沈黙の中で、黒き心臓を見下ろす男――虚王エレディア。
彼はかつて魔界を支配した絶対王。
誰も逆らえない、完全なる支配の体現者。
「我……世界をひとつに束ねたかった。」
エレディアの願いは “ 秩序 ” であり、混沌と憎しみに満ちた世界に自身の意志を律として打ち立てることだった。
争いや欲望、痛みさえも “ 管理 ” し、静かに統一された世界を創りたかった。
それが彼の “ 平和 ” だった。
そのために、エレディアは《神骸》に手を伸ばした。
それは神すらも喰らい、魂の構造を書き換える禁断の力。
それを取り込んだエレディアは、もはや “ 王 ” を超えた存在へと変貌した。
だが、その代償は大きすぎた。
神の力は純粋すぎ、理想も信念も欲望すらも呑み込み、エレディアはただ命じ、支配するだけの空虚な器へと堕ちていった。
喜びも怒りも理解もない、ただ “ 在る ” だけの存在――虚王。
「我は……己を保つために、自分自身を喰らうしかなかった。
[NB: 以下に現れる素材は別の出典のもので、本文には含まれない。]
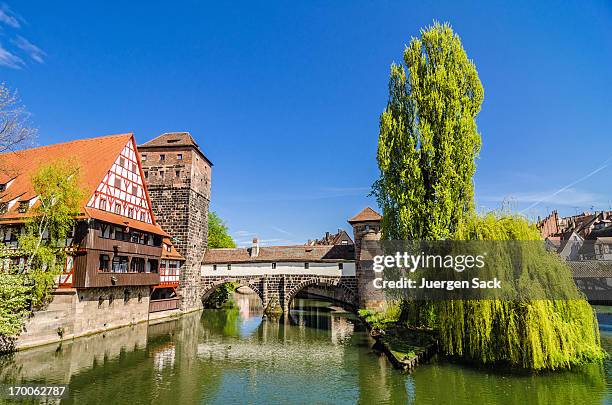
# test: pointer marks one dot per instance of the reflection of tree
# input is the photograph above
(453, 383)
(221, 321)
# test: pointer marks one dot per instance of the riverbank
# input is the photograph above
(405, 348)
(311, 355)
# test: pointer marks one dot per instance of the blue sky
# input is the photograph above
(284, 97)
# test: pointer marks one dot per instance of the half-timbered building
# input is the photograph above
(117, 251)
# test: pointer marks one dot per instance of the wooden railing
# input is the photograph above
(163, 305)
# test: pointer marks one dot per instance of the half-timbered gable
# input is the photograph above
(122, 191)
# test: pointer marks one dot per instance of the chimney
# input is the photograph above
(255, 248)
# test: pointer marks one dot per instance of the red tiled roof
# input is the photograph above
(281, 254)
(94, 156)
(171, 139)
(125, 221)
(366, 215)
(173, 253)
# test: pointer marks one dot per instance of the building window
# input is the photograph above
(23, 206)
(137, 265)
(105, 230)
(104, 263)
(152, 266)
(120, 264)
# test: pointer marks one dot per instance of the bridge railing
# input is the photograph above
(163, 305)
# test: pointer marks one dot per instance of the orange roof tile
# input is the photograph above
(95, 157)
(125, 221)
(172, 253)
(366, 215)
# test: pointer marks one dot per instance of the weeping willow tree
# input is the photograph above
(428, 144)
(554, 327)
(427, 147)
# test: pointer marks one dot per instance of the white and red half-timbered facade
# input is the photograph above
(116, 241)
(122, 191)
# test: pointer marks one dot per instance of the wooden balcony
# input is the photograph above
(108, 279)
(164, 305)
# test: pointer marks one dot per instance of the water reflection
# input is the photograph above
(313, 355)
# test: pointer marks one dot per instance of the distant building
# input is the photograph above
(339, 238)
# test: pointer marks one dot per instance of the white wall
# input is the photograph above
(260, 269)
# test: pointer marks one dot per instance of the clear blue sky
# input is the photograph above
(284, 97)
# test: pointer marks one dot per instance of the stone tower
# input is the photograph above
(178, 177)
(366, 232)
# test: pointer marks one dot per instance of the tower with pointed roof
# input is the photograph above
(366, 231)
(178, 176)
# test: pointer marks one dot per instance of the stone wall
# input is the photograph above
(77, 312)
(282, 288)
(179, 190)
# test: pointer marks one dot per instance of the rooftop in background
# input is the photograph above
(366, 215)
(173, 140)
(340, 238)
(280, 254)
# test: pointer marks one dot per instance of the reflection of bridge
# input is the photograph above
(282, 288)
(277, 273)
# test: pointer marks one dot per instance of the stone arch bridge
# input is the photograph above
(282, 288)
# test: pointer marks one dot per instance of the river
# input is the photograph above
(315, 355)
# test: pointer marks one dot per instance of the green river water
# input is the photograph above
(313, 356)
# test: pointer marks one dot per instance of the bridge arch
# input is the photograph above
(208, 289)
(346, 296)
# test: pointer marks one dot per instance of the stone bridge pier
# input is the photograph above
(282, 288)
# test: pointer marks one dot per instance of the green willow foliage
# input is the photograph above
(218, 235)
(428, 139)
(533, 334)
(427, 147)
(43, 244)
」
世界のためでも、誰かのためでもなく。
すべてを支配するために、すべてを喰らおうとした。
だが最終的に喰われたのは、自分自身だった。
己の心臓を喰らい尽くし、虚無となったその瞬間――
エレディアは初めて自分が " 王ではなくなった " ことを知った。
それでも、彼の “ 野望 ” だけは残り続けた。
その意志は《咎の烙印》として魔界に刻まれ、やがて王位継承の印を宿す者――リヴァの中に、静かに芽吹いていった。
リヴァ自身も気づかぬまま “ その呪い ” を受け継いでいた。
逆さ塔の闇の中、リヴァはそのすべてを視た。
それを知ったとき、彼の中の “ 憎しみ ” は、別の何かへと変わっていた。
「……俺は選ばれた王じゃない。だったら、こんな咎の烙印、俺が終わらせてやる。」
エレディアが築こうとした絶対の秩序。
それがどれほど脆く、歪んでいたのか。
リヴァは、そのすべてをこの目で見届けたのであった。